La festa del Gioia, con l’articolo maschile come si usa spesso in Sicilia, può sembrare un normalissimo rito pasquale locale: messa, processione e pranzo.
Quello che la rende speciale è l’estrema passione con cui il Gioia viene festeggiato: l’amore e l’esultanza dei portatori dell’Uomo Vivo.
Appena finita la messa nella chiesa di Santa Maria la Nova, inizia la processione del Venerabile, cioè del SS. Sacramento, il nome ufficiale del Gioia.
Subito un numero indefinito di giovani si impossessa letteralmente della statua settecentesca e inizia il vero rito.
Il Cristo viene sollevato con le braccia stese in alto, prima da un lato e poi dall’altro: i giovani gridano “Gioia! Gioia! Gioia!”.
Per più di un’ora dentro la chiesa i portatori continuano a sollevare freneticamente la statua, sbilanciandola notevolmente su un lato e poi sull’altro: la passione e l’esaltazione dei portatori si espande a tutta la popolazione intorno.
Come in una sorta di ballo, la statua del Cristo viene fatta ondeggiare, per esprimere il senso di vittoria e felicità per l’avvenuta resurrezione: il Gioia è il Cristo più umano che io abbia mai visto.
La processione inizia in mezzo ai lanci di fiori dei fedeli attorno alla statua e dai balconi: poi il Gioia viene portata in giro per le vie di Scicli,
in un trionfo di spinte e leve, di grida e corse che culminano nella girandola, davanti al sagrato della chiesa: i giovani portatori iniziano a far girare la statua su se stessa, fino a formare un cerchio di corpi e legno.
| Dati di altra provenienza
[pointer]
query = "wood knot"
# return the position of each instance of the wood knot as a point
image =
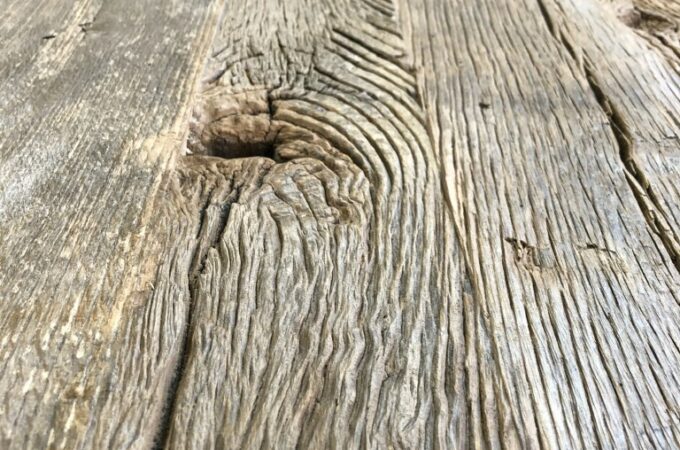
(228, 125)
La partecipazione delle persone è totale, così come è evidente l’amore, assolutamente terreno, che nutrono per il Gioia. La stessa parola esprime un affetto e
una vicinanza emotiva incredibile e la capacità di guardare al Cristo come ad un essere umano, l’Uomo Vivo appunto.
Raccontare una rito del genere è difficile: il tripudio dei portatori e della folla, l’empatia che si diffonde, l’autentico senso di umanità che avvolge tutti.
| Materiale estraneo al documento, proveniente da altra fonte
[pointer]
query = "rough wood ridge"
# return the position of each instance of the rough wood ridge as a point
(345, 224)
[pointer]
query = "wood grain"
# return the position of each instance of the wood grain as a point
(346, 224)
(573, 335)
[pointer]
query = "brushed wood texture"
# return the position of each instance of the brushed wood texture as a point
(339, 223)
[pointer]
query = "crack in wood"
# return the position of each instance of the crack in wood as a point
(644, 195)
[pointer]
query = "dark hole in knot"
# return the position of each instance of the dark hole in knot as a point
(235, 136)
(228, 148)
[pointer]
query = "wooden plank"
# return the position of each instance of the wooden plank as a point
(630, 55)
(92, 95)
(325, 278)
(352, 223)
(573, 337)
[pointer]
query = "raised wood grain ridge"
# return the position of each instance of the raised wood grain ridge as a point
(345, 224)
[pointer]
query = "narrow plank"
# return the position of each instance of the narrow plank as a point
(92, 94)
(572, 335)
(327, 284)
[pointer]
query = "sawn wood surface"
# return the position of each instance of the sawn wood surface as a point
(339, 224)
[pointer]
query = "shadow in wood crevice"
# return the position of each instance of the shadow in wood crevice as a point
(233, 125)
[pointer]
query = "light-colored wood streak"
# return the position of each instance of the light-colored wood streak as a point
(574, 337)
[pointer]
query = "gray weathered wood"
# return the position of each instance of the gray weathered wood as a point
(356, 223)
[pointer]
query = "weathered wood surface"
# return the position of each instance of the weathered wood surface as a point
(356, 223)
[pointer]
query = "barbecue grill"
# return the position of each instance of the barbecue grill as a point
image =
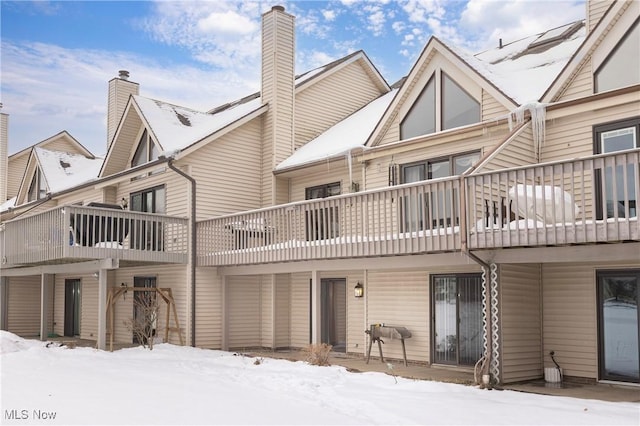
(377, 331)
La statua, avanza ondeggiando, lungo la via Santa Maria la Nova, fino al piano del Consolo: qui esplode di nuovo “maschiata” , u pìttimu. Gli spari di grossi mortai e i fuochi d’artificio avvolgono tutti in un’atmosfera surreale.
Il Giaia procede fino a piazza Busacca: i portatori procedono più veloci e più lenti, alternando il ritmo e l’andatura, attorno alla piazza,
al centro della quale c’è la statua di Pietro Di Lorenzo Busacca. Ad un certo punto, quando i portatori sono sfiniti, cedono all’ultimo giro e lasciano la statua dentro la vicina chiesa del Carmine.
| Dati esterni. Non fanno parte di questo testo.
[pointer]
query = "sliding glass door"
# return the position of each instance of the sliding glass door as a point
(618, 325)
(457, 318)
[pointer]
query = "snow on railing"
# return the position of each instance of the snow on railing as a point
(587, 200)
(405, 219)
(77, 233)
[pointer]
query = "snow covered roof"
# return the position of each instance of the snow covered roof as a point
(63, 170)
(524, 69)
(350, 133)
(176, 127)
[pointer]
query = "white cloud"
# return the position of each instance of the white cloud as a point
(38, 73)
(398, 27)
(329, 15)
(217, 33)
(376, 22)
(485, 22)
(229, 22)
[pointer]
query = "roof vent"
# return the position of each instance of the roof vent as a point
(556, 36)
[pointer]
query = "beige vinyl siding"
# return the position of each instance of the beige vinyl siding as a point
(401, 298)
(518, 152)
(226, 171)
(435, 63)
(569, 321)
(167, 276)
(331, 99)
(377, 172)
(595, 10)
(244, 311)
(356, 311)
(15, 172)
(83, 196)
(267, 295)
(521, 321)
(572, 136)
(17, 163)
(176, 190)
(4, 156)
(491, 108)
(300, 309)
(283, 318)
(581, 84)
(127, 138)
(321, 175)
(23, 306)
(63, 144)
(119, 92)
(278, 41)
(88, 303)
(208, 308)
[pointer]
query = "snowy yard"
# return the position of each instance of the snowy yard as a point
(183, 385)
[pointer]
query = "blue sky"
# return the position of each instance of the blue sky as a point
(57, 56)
All’incirca verso le ore 16 tutto ricomincia: l’Uomo Vivo viene portato di nuovo in processione fino a sera, quando verrà riportata dentro la
chiesa con il suo andamento “umano”. Una volta rientrata tutti i fedeli vanno a baciarla, mentre la festa continua fin dopo mezzanotte fra i fuori e le grida al Gioia.
La Festa dell’Uomo Vivo è una di quelle cose da non perdere, se si vuole davvero capire quanto, in Sicilia, il paganesimo
si sia intrecciato alla fede cristiana e come si sia riuscito a creare delle tradizioni sincretiche e fortemente simboliche.